In reality of software development, how you connect those dots has a huge impact on motivation, delivery, and long‑term performance.

Over the years I’ve seen three dominant approaches:

  1. A stable team bound to a single project.
  2. A matrix model, where people are moved across projects based on competences.
  3. A team‑first model, where you invest in a high‑performing team and let that team tackle different projects over time.

All three can “work” on paper. But they create very different dynamics for people and for results.

In this post I’ll walk through each model, with pros and cons, and share why I believe a team‑first approach is usually the most sustainable choice – especially if you care about high performance, trust and long‑term impact. I’ll also connect this to Tuckman’s model of team development and to my earlier view on Product, Process, People from What Is Engineering Leadership?.
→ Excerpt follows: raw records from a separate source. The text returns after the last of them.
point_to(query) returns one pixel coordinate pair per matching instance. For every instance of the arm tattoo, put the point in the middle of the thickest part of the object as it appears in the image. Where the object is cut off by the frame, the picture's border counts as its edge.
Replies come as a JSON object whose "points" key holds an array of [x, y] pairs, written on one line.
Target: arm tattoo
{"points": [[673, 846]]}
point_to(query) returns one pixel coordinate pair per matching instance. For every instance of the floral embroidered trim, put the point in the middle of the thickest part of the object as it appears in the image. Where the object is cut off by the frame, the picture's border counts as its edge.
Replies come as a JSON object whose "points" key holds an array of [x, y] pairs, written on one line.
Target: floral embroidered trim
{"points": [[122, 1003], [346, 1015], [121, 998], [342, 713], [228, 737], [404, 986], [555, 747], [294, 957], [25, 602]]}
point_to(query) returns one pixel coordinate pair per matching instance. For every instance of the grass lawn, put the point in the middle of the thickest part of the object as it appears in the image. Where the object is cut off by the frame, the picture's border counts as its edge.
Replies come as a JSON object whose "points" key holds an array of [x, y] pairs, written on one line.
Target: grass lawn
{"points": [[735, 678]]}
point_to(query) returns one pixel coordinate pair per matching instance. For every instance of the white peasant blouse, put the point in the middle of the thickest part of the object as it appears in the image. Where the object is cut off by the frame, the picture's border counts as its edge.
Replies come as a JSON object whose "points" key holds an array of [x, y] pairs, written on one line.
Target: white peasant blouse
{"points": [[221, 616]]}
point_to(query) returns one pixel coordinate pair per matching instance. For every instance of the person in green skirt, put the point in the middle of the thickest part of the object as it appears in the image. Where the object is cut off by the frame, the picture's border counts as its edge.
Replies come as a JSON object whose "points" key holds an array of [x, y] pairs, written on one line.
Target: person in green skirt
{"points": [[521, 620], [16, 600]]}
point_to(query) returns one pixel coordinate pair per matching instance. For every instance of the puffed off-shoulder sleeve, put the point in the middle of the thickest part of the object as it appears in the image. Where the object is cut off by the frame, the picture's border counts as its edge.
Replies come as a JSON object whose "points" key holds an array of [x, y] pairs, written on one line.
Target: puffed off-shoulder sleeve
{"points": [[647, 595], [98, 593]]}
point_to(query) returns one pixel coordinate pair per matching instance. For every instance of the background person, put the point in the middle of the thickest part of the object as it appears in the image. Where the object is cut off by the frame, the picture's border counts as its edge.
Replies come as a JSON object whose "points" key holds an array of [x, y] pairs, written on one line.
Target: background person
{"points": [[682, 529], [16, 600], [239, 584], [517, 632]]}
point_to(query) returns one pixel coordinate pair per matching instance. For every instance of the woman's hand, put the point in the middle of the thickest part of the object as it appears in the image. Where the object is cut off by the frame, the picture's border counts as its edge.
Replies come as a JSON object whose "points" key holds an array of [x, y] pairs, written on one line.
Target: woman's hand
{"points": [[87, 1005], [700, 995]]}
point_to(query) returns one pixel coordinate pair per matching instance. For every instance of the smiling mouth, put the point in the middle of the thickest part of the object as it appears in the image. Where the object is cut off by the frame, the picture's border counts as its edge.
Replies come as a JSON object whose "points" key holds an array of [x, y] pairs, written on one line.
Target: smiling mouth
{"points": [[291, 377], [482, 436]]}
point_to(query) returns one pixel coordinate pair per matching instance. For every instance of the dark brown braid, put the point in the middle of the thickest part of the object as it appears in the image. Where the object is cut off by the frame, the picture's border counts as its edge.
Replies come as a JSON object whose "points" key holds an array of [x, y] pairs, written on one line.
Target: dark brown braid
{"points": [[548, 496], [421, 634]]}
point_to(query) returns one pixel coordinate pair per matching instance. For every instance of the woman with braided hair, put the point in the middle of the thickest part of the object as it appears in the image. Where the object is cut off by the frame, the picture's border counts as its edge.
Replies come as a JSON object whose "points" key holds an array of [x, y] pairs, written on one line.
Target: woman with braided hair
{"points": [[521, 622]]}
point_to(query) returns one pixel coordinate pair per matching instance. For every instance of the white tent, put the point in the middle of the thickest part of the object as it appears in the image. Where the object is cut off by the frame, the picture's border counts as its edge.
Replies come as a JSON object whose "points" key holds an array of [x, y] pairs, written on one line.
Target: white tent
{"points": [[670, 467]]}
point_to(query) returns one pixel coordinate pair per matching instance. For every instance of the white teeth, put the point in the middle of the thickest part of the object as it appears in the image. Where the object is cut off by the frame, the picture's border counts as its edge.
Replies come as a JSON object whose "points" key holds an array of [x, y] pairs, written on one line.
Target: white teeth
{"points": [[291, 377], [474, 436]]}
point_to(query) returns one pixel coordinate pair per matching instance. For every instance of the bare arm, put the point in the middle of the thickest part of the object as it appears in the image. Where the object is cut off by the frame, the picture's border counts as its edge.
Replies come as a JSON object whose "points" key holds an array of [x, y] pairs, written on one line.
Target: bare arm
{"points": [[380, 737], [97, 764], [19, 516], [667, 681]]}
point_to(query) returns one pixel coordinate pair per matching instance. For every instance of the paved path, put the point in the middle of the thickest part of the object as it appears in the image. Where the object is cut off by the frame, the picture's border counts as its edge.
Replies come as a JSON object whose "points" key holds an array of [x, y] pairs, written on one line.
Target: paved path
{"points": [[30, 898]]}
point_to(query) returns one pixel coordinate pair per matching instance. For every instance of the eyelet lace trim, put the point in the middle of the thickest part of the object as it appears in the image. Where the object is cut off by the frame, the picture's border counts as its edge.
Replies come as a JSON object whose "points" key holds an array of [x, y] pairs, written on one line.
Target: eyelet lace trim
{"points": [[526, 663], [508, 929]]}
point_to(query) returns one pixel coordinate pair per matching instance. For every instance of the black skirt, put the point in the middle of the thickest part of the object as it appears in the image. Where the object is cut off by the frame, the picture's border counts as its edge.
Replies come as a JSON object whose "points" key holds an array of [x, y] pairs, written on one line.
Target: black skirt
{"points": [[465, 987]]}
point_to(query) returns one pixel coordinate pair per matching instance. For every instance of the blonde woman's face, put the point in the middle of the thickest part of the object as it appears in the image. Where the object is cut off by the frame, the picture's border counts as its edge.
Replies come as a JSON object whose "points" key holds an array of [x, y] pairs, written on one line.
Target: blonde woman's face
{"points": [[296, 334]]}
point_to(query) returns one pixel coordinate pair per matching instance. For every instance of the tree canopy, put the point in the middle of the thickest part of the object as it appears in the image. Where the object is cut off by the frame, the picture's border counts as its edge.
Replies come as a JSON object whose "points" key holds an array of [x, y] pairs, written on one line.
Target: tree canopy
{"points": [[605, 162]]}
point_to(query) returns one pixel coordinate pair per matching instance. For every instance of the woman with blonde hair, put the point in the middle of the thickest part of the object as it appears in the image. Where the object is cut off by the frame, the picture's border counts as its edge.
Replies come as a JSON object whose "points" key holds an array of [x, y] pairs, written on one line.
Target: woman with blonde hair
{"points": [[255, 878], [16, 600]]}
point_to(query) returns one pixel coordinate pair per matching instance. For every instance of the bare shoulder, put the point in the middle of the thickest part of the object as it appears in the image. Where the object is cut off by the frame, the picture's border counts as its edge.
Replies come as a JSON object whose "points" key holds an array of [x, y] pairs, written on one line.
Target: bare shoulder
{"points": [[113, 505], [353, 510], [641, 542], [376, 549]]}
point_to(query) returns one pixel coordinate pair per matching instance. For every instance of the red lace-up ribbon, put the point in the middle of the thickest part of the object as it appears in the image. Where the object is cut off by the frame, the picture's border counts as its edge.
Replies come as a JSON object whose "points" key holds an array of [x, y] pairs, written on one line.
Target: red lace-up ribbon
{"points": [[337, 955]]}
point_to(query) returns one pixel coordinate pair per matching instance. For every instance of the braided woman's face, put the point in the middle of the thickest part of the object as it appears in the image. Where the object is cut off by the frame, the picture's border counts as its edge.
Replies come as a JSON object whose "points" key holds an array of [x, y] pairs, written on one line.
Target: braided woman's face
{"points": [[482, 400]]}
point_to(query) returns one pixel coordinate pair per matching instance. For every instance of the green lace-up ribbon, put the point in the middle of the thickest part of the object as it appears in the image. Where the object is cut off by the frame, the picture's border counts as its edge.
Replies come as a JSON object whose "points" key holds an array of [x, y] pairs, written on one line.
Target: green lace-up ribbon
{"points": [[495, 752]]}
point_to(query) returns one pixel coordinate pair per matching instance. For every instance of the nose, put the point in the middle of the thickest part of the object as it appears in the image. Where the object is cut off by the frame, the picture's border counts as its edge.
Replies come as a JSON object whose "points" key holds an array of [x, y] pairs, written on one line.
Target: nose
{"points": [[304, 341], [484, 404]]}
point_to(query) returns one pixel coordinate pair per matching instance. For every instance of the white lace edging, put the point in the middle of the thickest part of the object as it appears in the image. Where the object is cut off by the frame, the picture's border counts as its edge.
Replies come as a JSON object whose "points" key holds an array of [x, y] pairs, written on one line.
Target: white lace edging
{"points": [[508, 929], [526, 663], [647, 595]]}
One team, one project – deep focus with hidden risk

The first and probably most common approach:
You create a team, you give them a project, and they work on it for a long time.

The upsides

There are clear benefits here:

  • Stability and routine – people know their domain, stakeholders, and codebase.
  • Deep domain knowledge – over time the team becomes the “experts” on this area.
  • Predictable collaboration – ways of working, ceremonies, and relationships stabilise.

From a Tuckman point of view (Forming → Storming → Norming → Performing), this model gives you a decent chance to reach the Performing phase and stay there for a while. The team has time to go through conflicts, norms and eventually operate smoothly.

The downside: your success equals your project

The problem is on the other side of the coin:

  • If the project is not successful, the team is also seen as not successful.
  • If the business priority changes, the project can be frozen – and the team with it.
  • People may get trapped in a shrinking or low‑impact area for a long time.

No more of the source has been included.